The Transatlantic Seafloor Research Challenge is not a real competition, but that hasn't stopped British designer Philip Pauley from envisioning it, and the watercraft that would take part in it. If it were to exist, the challenge would require underwater vehicles to cross from the UK to the US using whatever route their team members thought was the quickest, but they would have to stay in physical contact with the sea floor for as much of the distance as possible. Pauley's Pathfinder submarines would be equipped with wheels or tracks for trundling along the bottom on most of the crossing, but would also theoretically be able to propel themselves up through the water when necessary.
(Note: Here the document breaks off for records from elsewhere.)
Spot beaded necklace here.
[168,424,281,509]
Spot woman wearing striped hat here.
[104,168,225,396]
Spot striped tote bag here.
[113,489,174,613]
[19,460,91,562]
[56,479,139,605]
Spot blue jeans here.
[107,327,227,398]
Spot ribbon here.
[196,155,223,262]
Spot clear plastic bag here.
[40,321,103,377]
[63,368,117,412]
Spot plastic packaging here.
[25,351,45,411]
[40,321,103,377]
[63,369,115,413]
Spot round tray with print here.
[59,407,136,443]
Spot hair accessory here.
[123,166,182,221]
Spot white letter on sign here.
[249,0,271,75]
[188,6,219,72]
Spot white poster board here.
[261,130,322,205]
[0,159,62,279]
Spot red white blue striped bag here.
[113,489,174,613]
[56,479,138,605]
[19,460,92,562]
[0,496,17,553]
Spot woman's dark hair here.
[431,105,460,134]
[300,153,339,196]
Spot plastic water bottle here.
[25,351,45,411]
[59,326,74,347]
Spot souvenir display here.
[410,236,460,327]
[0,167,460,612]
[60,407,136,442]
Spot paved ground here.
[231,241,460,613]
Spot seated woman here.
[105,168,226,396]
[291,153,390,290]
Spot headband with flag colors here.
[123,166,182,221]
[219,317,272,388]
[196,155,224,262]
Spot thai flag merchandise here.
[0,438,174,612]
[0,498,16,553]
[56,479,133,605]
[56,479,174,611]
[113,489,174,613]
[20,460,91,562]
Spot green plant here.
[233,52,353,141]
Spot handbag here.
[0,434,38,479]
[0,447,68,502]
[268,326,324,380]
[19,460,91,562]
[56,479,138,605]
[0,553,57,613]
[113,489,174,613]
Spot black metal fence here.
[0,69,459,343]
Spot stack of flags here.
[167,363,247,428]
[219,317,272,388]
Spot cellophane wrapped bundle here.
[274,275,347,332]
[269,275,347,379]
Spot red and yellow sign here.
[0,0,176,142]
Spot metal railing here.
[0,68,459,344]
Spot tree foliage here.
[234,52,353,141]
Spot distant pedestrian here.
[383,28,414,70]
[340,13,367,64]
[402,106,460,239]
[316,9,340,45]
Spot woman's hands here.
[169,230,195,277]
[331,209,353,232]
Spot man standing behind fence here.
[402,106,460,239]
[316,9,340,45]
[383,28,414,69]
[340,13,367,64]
The designer estimates the trip taking between two and four weeks, during which time the submarines would maintain an average depth of at least 4,000 meters (2.5 miles). They would not be allowed to surface, but would instead be followed by topside support vessels that monitored their activities, and supplied life support and battery recharging power via umbilical cables. The support vessels would also be equipped with ROVs (underwater remote-operated vehicles), to assist the submarine crews in emergencies.
The Pathfinders themselves would be 10 to 15 meters (33 to 49 feet) in length, and would support a three-person crew. A lithium battery system would provide power for the wheels/tracks, and for the two-to-four side thrusters and rear propeller. All waste generated by the crew would have to be contained within the vehicle.
While the Transatlantic Challenge will presumably never happen, Pauley told us that he invented it as "a narrative to try to drive interest into the concept and engage investors." Instead of winning races, he sees the subs being used more for scientific research and exploration.
When we asked about possible positive buoyancy issues with all those big fat tires, he replied that his hope is that they would be semi-solid. He admitted, however, that the optional heavy tracks could pose a negative buoyancy problem, and were pictured mostly to grab the attention of potential military customers. The windows, he added, were just included for wider audience appeal, and would not be part of an actual Pathfinder.